BID® Daily Newsletter
Mar 19, 2009

BID® Daily Newsletter

Mar 19, 2009

THE FED MOVE


Yesterday, the 2-day FOMC meeting concluded and the announcement was a doozy. Since the FOMC could not lower short-term rates anymore and since they had run out of acronyms that start with the letter "T," the Fed turned to brute force. Most of the policy statement, including maintaining the bias for growth was completely expected. Even the announcement to increase securities purchases was widely expected. However, the ferocity and enormous amount of these purchases took the market by surprise and left many bankers thinking - now what?
In the statement, the Fed said it would increase its Agency purchases to $200B and its Agency MBS purchases by another $750B. The Fed also said it would purchase up to $300B of longer dated Treasuries over the next 6 months. The final score was an increase in the US balance sheet by another $1T. The announcement led to a massive rally in Treasury yields (down 50bp at one point) and pushed equities skyward.
The Fed's reasoning for this aggressive move is severalfold. First it did not want to lose recent gains in liquidity and credit it had made. By pushing long-term rates down, banks will be able to fund themselves cheaper, thereby helping margins. In addition, the Fed wouldn't mind some inflation sooner rather than later and dumping $1T of cash into the economy will so that over time.
Here, it should be noted that not all the $1T of new money will spur inflation. Some of the funds will come from debt issuance (yes, the Treasury issues short-term debt to buy long-term debt, however screwy that sounds). The issuance of more debt, doesn't create more inflation per se, as it is just a shift of cashflow from one period to another. Since no one really knows the net amount of new money that has and will be printed, the true vision of future inflation is hard to see. However, for a takeaway for planning purposes, you can bet that when rates rise (we expect that to happen towards the end of this year or early next year), the Fed will move swiftly to control runaway prices.
Finally, and most importantly, the Fed delivered help by boosting asset prices in the part of the curve that will have the greatest impact on the average household and business. Lower long-term rates mean less attractive fixed income investment alternatives and cheaper debt capital. Equities, real estate and prices for businesses all received a boost as a result of the FOMC action. Homeowners, in particular, will now not only have lower rates, but higher home values. That will help them qualify to refinance and jumbo loans should also drop to the low 5%'s (while confirming home loans should be available in the high 4%'s).

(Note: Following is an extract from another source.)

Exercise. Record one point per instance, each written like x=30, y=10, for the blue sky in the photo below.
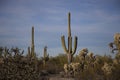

As we have learned in the past, if you want to stoke the economic fires, reduce mortgage payments.
Action items for banks to consider at this point include cheaper long-term CDs; lower FHLB advance costs; reduced cost to issue under TLGP and lower coupons (or floors being hit) on Treasury/FHLB-indexed loans. More importantly, capitalization rates on real estate appraisals should slow their steady march upward and begin to stabilize. Demand for fixed rate loans will increase, so banks need to increase training in this area to make sure good credits are not flowing to national banks that can offer a longer-term fixed rate loan product. The 10Y Treasury rate will go back to the low 2% range, so any company that can borrow long will be aggressively looking to do so. This will also increase cashflow/refinancing on both floating rate loans and on MBS securities held in investment portfolios (so watch out for screaming prepays on premium coupon mortgages). The drop in rates will also give banks needed gains in their investment portfolios.
Overall, the move was good for community banks, but we question the long-run implications. What will really matter is how the move will affect the dollar and foreign buyers of our Treasury issuance. Over time, we expect them to continue to lose interest, slowly pushing rates back up as the US is forced to pay for all this stimulus.